HARARE – Dual-listed financial services group, NMB Zimbabwe (NMBZ), has sold off just over $12,7 million of bad loans, almost completing the disposal of its toxic portfolio.
The group’s chief executive, Benefit Washaya, last week said his organisation was cleaning its balance sheet to make it attractive to international financiers.
This comes as the Zimbabwe Stock Exchange-listed financial services group has recorded a decline in loan and advances to $205,9 million last year from $243,2 million in 2015 on the back of harsh economic conditions which resulted in constrained lending. Washaya said NMBZ was targeting a non-performing ratio of five percent by year end from the current 10,7 percent.
In the half year to June 2016, the group’s NPL ratio came down from 14,9 percent as at June 30, 2015 to 11,1 percent driven by aggressive collection efforts and bad loans valued at $11,6 million were shelved to Zamco.
In the full year to December last year, NMBZ profit after tax reduced 7,8 percent to $5 million on the back of “extreme pressure” from limits placed on interest rate charges and fees.
“The interest caps, controlled transactional and plastic money fees had an adverse effect on our performance which we had to partly counter through increased volumes,” Washaya said.
However, the bank’s net interest income was up 10,3 percent from $20,6 million to $22,8 million, while fees and commissions income slumped 27,7 percent to $15,2 million.
At $260,6 million, total deposits were six percent down from $277,2 million recorded prior comparable period, on the back of funding opportunities.
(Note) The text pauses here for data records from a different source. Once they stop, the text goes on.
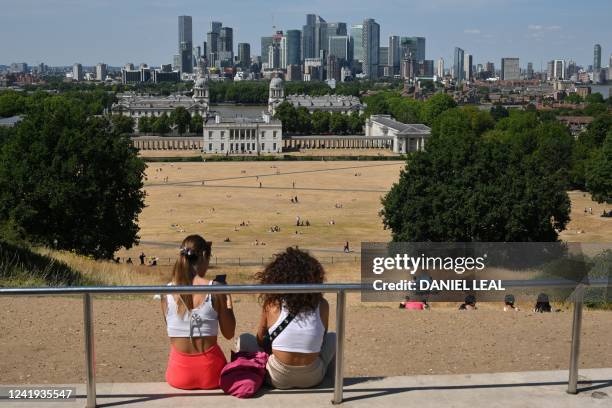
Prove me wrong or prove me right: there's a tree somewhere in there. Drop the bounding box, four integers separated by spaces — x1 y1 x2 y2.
153 112 171 135
421 93 457 126
382 109 570 242
0 96 145 258
170 106 191 136
189 113 204 135
585 130 612 204
491 103 510 122
0 91 26 118
111 115 134 134
311 111 330 134
329 112 348 135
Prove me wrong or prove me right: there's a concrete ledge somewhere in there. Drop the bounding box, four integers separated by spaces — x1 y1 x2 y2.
0 368 612 408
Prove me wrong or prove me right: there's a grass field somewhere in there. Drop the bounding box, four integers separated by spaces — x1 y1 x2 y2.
109 161 612 282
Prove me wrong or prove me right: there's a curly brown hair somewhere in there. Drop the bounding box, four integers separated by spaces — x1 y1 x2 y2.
255 247 325 315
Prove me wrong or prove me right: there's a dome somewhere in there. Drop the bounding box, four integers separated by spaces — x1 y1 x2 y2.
270 77 283 89
195 77 208 88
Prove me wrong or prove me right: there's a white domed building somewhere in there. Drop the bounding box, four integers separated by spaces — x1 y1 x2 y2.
268 77 367 115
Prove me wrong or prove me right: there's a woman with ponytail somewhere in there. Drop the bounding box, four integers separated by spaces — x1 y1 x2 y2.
162 235 236 390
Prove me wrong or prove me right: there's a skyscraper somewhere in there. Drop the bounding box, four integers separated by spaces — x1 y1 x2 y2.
328 35 353 66
362 18 380 79
281 30 302 69
436 57 444 78
302 14 317 60
387 35 401 75
178 16 193 72
527 62 533 80
453 47 465 82
218 27 234 66
261 36 273 64
72 62 83 81
463 54 474 81
238 43 251 69
551 60 565 79
351 24 363 62
593 44 601 72
501 58 521 81
96 62 106 81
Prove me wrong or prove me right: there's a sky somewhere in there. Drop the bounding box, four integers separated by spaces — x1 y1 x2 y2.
0 0 612 70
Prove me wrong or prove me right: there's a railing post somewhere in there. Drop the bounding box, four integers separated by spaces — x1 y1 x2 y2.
83 293 96 408
567 284 584 394
332 289 346 404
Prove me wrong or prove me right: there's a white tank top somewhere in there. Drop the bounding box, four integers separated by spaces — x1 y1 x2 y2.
166 281 219 337
268 305 325 353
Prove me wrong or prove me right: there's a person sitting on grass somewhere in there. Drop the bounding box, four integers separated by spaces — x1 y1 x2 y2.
459 295 478 310
533 293 552 313
236 248 336 389
504 295 519 312
161 235 236 390
400 296 426 310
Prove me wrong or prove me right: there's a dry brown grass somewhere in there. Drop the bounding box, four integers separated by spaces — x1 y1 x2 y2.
38 161 612 285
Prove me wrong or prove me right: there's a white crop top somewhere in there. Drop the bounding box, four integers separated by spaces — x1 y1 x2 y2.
166 281 219 337
268 305 325 353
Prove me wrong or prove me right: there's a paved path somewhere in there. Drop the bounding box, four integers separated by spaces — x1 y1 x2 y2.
0 368 612 408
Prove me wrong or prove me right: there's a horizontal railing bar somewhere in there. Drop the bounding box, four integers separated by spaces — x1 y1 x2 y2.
0 277 612 296
0 283 361 296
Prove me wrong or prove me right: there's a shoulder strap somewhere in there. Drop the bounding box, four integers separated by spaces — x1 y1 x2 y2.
270 313 295 344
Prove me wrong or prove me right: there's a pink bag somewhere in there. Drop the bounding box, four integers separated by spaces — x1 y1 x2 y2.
220 351 268 398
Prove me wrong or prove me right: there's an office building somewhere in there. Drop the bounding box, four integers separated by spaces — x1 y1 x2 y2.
178 16 193 73
351 24 363 62
593 44 601 72
362 18 380 79
436 57 444 78
72 62 83 81
526 62 533 80
328 35 353 62
238 43 251 69
300 14 317 60
9 62 28 74
280 30 302 69
501 58 521 81
261 36 273 64
551 60 565 80
217 27 234 67
387 35 401 76
463 54 474 82
400 37 425 61
452 47 465 82
96 62 107 81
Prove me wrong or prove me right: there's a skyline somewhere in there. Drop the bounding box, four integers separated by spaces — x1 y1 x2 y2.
0 0 612 71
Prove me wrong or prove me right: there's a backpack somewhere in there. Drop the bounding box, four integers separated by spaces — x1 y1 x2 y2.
219 351 268 398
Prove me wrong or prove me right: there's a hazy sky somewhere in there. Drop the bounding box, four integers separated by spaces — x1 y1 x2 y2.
0 0 612 69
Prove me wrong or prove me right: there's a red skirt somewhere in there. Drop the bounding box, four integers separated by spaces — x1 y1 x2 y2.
166 344 227 390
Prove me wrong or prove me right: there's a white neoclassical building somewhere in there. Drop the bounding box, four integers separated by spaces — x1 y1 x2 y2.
202 112 283 155
365 115 431 153
111 68 210 130
268 77 366 115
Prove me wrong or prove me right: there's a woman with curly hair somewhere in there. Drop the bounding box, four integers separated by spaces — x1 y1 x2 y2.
237 248 336 389
161 235 236 390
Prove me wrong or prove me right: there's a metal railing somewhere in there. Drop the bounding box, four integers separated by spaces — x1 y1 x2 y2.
0 279 610 408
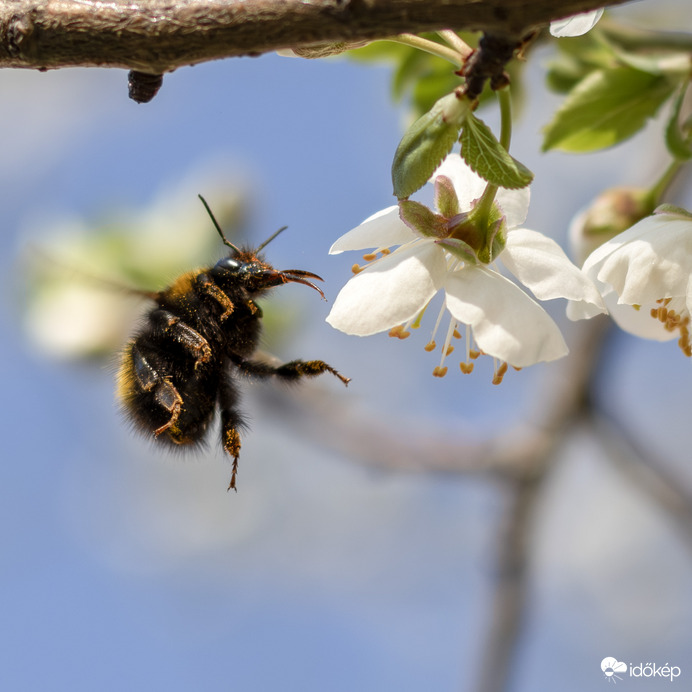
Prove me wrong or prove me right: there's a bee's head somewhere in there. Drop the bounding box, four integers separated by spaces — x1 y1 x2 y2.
199 195 326 300
212 250 326 300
The bank’s liquidity ratio was up to 40,06 percent from 30,04 percent, while operating expenses dropped three percent from $26,9 million to $26,2 million.
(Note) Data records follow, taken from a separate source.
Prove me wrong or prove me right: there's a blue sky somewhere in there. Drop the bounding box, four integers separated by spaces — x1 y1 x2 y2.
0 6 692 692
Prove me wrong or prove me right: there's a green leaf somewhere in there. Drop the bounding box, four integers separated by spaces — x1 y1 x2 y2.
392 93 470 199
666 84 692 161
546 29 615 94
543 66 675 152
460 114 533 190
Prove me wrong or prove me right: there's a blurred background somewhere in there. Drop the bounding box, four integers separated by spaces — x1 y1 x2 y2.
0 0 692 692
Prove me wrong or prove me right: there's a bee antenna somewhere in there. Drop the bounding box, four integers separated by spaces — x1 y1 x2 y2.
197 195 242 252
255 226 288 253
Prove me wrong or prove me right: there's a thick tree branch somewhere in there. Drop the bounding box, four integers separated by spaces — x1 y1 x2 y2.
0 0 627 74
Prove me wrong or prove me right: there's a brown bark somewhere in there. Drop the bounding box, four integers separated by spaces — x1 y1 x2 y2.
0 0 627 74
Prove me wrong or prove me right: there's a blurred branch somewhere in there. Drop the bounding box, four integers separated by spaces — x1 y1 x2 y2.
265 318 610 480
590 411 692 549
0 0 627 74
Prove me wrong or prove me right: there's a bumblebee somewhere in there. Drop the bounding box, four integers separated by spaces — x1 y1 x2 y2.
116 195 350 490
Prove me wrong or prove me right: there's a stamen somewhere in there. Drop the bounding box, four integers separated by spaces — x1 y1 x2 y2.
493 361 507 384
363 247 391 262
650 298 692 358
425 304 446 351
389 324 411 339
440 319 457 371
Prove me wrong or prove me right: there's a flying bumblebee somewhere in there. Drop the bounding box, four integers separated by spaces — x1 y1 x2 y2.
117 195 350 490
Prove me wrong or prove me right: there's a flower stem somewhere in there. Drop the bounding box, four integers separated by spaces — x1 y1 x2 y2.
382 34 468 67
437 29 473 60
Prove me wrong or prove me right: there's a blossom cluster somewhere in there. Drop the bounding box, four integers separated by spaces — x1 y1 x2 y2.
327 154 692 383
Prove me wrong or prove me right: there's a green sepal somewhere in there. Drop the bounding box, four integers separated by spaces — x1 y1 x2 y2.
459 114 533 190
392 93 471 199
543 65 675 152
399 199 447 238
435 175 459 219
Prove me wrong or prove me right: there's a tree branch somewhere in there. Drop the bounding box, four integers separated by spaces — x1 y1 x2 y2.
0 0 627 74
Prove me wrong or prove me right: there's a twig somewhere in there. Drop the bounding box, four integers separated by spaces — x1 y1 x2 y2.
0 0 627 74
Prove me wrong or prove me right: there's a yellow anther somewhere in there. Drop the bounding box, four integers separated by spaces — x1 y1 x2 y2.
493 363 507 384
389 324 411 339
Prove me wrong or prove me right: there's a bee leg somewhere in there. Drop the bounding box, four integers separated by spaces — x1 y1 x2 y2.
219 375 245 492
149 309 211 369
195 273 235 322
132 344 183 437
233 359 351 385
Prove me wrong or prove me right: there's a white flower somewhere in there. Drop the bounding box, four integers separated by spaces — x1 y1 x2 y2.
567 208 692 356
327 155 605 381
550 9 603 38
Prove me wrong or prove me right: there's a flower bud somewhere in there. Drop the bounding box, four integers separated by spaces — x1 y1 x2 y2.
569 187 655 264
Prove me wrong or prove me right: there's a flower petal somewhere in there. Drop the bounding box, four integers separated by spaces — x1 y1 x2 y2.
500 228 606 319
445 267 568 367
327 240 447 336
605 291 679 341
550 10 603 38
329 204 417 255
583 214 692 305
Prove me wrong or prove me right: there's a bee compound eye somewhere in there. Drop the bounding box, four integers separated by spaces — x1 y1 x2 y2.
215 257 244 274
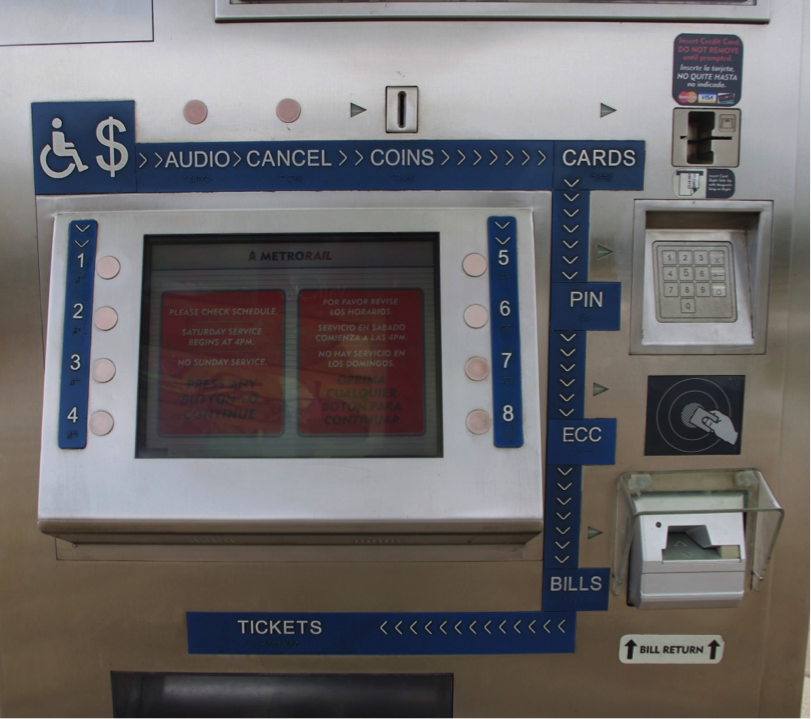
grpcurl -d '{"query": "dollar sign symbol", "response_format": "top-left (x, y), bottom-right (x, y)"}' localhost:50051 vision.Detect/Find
top-left (96, 115), bottom-right (129, 177)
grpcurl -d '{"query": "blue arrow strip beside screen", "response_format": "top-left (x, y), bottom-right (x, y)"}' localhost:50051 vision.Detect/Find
top-left (59, 220), bottom-right (98, 449)
top-left (186, 612), bottom-right (576, 656)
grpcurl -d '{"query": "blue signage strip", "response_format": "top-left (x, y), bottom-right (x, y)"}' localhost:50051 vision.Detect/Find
top-left (31, 100), bottom-right (137, 195)
top-left (543, 464), bottom-right (583, 572)
top-left (549, 282), bottom-right (622, 330)
top-left (137, 140), bottom-right (553, 192)
top-left (546, 419), bottom-right (617, 465)
top-left (554, 140), bottom-right (645, 192)
top-left (487, 217), bottom-right (524, 447)
top-left (31, 100), bottom-right (645, 195)
top-left (59, 220), bottom-right (98, 449)
top-left (542, 569), bottom-right (609, 612)
top-left (186, 611), bottom-right (575, 656)
top-left (551, 190), bottom-right (590, 282)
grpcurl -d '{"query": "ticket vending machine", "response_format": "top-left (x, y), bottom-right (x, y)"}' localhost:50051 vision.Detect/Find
top-left (0, 0), bottom-right (811, 719)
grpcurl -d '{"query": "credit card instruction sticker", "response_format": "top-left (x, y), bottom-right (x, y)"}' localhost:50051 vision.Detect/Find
top-left (298, 289), bottom-right (425, 435)
top-left (158, 290), bottom-right (284, 436)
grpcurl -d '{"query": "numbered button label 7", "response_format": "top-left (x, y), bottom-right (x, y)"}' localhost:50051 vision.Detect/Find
top-left (487, 217), bottom-right (524, 447)
top-left (59, 220), bottom-right (98, 449)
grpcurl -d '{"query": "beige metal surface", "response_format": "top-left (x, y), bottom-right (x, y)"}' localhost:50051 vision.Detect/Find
top-left (0, 0), bottom-right (811, 719)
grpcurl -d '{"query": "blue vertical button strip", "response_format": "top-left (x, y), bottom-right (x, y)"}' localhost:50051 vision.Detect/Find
top-left (186, 612), bottom-right (576, 656)
top-left (487, 217), bottom-right (524, 447)
top-left (59, 220), bottom-right (98, 449)
top-left (544, 464), bottom-right (583, 570)
top-left (547, 330), bottom-right (586, 419)
top-left (552, 189), bottom-right (590, 282)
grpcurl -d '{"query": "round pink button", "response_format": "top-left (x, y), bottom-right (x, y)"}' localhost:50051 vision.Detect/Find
top-left (183, 100), bottom-right (208, 125)
top-left (276, 97), bottom-right (301, 123)
top-left (462, 252), bottom-right (487, 277)
top-left (465, 409), bottom-right (493, 434)
top-left (93, 307), bottom-right (118, 332)
top-left (96, 255), bottom-right (121, 280)
top-left (465, 305), bottom-right (490, 330)
top-left (465, 357), bottom-right (490, 382)
top-left (90, 411), bottom-right (115, 437)
top-left (90, 358), bottom-right (115, 382)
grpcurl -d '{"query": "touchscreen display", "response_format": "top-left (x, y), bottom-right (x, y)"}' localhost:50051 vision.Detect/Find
top-left (137, 233), bottom-right (442, 457)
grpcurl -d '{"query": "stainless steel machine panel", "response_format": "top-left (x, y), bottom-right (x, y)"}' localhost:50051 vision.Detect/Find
top-left (0, 0), bottom-right (811, 719)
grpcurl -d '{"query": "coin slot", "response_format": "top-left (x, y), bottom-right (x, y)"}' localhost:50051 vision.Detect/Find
top-left (386, 86), bottom-right (418, 132)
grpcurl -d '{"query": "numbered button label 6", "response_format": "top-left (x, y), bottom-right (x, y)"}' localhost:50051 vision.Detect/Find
top-left (58, 220), bottom-right (98, 449)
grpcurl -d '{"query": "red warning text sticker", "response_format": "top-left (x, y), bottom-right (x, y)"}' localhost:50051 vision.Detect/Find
top-left (158, 291), bottom-right (284, 436)
top-left (299, 289), bottom-right (425, 435)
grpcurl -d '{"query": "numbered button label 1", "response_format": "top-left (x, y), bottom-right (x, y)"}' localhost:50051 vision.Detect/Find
top-left (487, 217), bottom-right (524, 447)
top-left (59, 220), bottom-right (98, 449)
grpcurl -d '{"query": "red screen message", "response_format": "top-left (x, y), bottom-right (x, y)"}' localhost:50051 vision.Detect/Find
top-left (299, 289), bottom-right (425, 435)
top-left (158, 291), bottom-right (284, 436)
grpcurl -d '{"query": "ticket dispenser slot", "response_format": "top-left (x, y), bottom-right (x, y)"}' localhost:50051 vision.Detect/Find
top-left (112, 672), bottom-right (453, 719)
top-left (612, 469), bottom-right (783, 609)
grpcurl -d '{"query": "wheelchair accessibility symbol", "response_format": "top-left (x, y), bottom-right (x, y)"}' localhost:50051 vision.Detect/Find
top-left (39, 115), bottom-right (129, 180)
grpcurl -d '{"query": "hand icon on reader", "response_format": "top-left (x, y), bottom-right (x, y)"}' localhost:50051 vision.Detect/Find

Impairment losses on loans and advances declined from $9,5 million in the previous year to $8,1 million on the back of strict credit underwriting. The group’s total assets declined by four percent from $333,8 million in the previous year to $320,9 million on the back of a 15 percent fall in loan and advances. At $50,2 million, the bank’s capitalisation remained above the minimum central bank capital requirement of $25 million. Washaya noted that the London Stock Exchange-listed group’s focus going forward was going to be on cost optimisation, reduction and rationalisation.